Medium B prisoner and Unisa fourth-year law student Xolani Dlamini made an urgent application in the Durban High Court on Friday against the Minister and National Commissioner of Correctional Services.
He had initially filed the handwritten application on his own, but on Friday, when the matter was heard before Judge Nompumelelo Radebe, he had legal representation.
The judge indicated Dlamini’s application needed correction and granted an order for him to file amending papers.
The Department of Correctional Services would be opposing Dlamini’s application.
In his handwritten affidavit, Dlamini said in March he applied to the department to be allowed to bring his laptop and a printer into the prison and also asked to be allowed access to the internet for study purposes.

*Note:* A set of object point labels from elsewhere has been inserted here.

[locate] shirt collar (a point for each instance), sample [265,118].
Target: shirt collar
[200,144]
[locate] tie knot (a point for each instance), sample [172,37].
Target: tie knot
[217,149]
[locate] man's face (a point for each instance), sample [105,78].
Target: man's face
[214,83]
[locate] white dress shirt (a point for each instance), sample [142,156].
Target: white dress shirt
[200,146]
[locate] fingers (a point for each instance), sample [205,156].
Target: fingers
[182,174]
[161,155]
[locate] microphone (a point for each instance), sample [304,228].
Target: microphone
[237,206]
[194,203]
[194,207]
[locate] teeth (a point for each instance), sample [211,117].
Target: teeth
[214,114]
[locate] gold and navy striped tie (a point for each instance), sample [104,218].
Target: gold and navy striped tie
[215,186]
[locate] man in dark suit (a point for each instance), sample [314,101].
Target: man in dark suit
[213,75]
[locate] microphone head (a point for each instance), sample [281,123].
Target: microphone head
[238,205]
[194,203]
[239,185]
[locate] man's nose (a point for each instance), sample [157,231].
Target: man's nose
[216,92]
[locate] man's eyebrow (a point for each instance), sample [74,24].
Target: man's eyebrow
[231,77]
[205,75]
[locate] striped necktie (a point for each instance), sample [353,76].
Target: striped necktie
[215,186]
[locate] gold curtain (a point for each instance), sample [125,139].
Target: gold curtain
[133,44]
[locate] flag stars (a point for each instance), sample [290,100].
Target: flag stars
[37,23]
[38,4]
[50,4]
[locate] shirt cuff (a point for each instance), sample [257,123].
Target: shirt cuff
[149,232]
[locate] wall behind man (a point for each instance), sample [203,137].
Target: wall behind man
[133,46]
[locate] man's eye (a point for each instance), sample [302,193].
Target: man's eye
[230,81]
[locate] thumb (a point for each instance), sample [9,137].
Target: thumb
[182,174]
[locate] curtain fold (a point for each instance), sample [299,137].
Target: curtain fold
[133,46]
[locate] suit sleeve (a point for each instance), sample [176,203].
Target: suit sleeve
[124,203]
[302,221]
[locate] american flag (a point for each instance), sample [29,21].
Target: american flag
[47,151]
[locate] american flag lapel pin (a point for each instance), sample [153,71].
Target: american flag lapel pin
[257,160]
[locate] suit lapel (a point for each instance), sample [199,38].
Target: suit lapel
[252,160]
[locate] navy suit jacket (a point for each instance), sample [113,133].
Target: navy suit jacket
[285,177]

He said his application had been recommended by the head of education at Medium B, but said it had still not been approved or attended to. “I have been told it is not approved because there is no head of the centre in Medium B,” he said.

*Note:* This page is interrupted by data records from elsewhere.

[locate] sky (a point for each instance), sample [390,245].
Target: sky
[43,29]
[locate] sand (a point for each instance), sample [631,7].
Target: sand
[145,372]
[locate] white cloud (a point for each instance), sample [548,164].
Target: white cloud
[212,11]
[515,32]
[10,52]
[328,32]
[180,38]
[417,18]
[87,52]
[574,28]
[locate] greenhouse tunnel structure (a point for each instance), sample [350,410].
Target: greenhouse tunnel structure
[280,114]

Dlamini, who had been sentenced to life for murder in 2001, said the matter should be treated as urgent because he has already received his study material, but cannot study as he does not have the “required study essentials”.
“I am falling behind in my studies every day that passes with me not having these study essentials. The respondents are violating my right to education as I can’t study without the study essentials they are refusing me. The court should intervene on my behalf immediately to halt the violation which interferes with my rehabilitation,” he said.

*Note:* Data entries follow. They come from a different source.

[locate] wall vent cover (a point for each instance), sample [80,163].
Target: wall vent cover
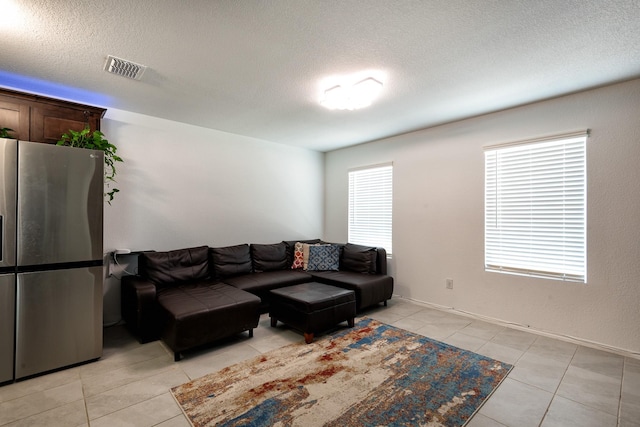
[124,68]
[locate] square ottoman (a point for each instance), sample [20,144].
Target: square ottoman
[312,307]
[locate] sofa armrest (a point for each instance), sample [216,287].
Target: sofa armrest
[381,261]
[140,308]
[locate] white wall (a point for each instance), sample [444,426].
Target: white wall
[438,216]
[182,186]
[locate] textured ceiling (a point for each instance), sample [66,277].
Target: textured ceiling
[255,68]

Dlamini said if the court did not treat the matter as urgent, he would not be able to study and meet deadlines and therefore would not finish his LLB degree.
He said his case had been based on similar facts as those in the Nabolisa application against the Minister of Correctional Services.
Nabolisa is serving 12 years at Westville Prison. Nabolisa and Sheryl Cwele, the former director of health at the Hibiscus Coast Municipality and the ex-wife of State Security Minister Siyabonga Cwele, were convicted of dealing in cocaine by Pietermaritzburg High Court Judge Piet Koen in May 2011.
The pair recruited two women and offered them work overseas.
One woman was arrested in Brazil in 2008 after 10kg of cocaine was found in her luggage at the Sao Paulo airport, and is serving an eight-year jail term.
Nabolisa made an application in the Johannesburg High Court, in May, for certain prisoner privileges. He wanted his right to education and to be classified as a Group A prisoner with better privileges, which meant he could get his own computer to study further.
Judge Kathy Satchwell ruled that Nabolisa should be given “reasonable time to study or to use the computer”.
Dlamini has requested the name of a Medium B official who would be responsible for assisting Unisa students, or alternatively, for one to be appointed.
Further, Dlamini wanted set opening and closing times for the prison library and for it to be open at weekends for him and other Medium B prisoners.
Judge Radebe granted an order for Dlamini to file amending papers later this month and for the department to file responding papers by next month.
Dlamini was also ordered to pay the wasted costs of Friday’s application.